"Let My People Go" (10/04/2011 - 30/06/2011)
The exhibition Let My People Go investigates, through the works of the gallery's artists, different manifestations of the command "Let My People Go". This phrase, which became a common slogan for any social struggle that aspires to attain freedom from subjugation, is translated in the works of the artists into an aesthetic, cultural, spiritual, and individual liberation.
Toby Cohen's Enlightenment relates to the moment of deliverance from the corporeal enslavement into a spiritual enlightenment. Cohen built a scene in the desert in which Hassidim-scarecrows pray while facing eastwards.
Yoav Ben Dov in the work A Shepherd with a Mitsubishi, offers his own interpretation of the second part of the original phrase, as presented in the book of exodus (Shemot): "Let my people go that they may serve me."
Amir Weinberg exhibits a photograph taken in Operation Shlomo (The operation in which Ethiopian Jews were brought to Israel), as an illustration of a contemporary version of "Let My People Go": an Ethiopian Kes (Rabbi) at the moment he descends from the plane with tears in his eyes.

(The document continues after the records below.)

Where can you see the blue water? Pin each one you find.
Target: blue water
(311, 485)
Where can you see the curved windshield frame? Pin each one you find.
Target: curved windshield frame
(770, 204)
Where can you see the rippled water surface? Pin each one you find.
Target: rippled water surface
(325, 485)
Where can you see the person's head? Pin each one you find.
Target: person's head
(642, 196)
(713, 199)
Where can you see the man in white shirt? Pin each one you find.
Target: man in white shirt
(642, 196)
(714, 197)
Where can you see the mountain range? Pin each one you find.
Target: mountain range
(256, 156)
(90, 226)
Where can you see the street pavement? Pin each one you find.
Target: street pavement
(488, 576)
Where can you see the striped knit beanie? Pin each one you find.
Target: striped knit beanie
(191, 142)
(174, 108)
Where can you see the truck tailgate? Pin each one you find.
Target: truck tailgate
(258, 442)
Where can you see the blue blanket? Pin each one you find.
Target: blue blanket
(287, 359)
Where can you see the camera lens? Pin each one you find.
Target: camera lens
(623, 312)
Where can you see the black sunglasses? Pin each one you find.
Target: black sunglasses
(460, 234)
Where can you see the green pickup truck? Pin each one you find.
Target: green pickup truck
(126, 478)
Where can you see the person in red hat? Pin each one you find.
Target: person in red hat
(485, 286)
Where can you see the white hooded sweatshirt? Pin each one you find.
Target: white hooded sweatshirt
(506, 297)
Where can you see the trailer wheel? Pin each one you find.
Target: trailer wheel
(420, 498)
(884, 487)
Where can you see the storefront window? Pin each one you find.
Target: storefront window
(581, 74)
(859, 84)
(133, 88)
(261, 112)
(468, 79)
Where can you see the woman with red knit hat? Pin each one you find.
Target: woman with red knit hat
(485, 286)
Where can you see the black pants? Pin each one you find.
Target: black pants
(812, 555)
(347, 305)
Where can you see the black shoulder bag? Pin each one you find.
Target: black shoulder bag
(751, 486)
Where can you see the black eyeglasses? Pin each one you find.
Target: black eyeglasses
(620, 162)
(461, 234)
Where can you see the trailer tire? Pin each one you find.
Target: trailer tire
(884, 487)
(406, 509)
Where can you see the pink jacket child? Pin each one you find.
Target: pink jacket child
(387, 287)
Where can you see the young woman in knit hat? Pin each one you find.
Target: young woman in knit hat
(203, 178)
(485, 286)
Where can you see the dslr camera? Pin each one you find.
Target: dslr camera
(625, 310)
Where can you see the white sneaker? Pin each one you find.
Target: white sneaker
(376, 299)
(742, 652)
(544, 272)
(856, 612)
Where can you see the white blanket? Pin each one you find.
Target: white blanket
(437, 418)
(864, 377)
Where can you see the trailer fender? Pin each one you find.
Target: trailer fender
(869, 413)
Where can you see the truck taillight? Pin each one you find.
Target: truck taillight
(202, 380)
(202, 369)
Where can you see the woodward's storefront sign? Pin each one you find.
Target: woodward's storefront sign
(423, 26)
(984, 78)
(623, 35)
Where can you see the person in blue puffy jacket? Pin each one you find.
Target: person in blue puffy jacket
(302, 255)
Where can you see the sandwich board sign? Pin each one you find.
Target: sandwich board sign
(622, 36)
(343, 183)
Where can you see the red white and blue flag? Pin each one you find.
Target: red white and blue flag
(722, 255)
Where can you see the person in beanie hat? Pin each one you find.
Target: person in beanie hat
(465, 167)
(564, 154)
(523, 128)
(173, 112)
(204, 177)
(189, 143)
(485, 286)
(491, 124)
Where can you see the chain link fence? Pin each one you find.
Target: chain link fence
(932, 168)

Jack Jano, with the special kind humor that characterizes his works, presents a chained caravan, led by the rabbinic icon.
Alongside the gallery's artists, classic works by Israeli artists will be displayed, among them:
Father and Son on a Donkey (1960) by Reuven Rubin is a messianic art piece, describing the reaching out to the highest spheres of spirituality through the connection to corporeality.
Still Life with a Pipi Machine (1971) by Yosl Bergner describes a surrealistic and humorous scene in which the shepherd is hovering with his herd over the Earth’s surface on his way to the promised land.
Moses from Sarajevo (1955) is an early and constitutive work by Arie Aroch that presents his interpretation to the Sarajevo Hagadda, one of the oldest and most important Passover Haggadas in history. In this work, Aroch connects the Jewish recent past with the distant one, with Moses hovering above a town burnt down after a pogrom, thus symbolizing the transition from subjection to redemption.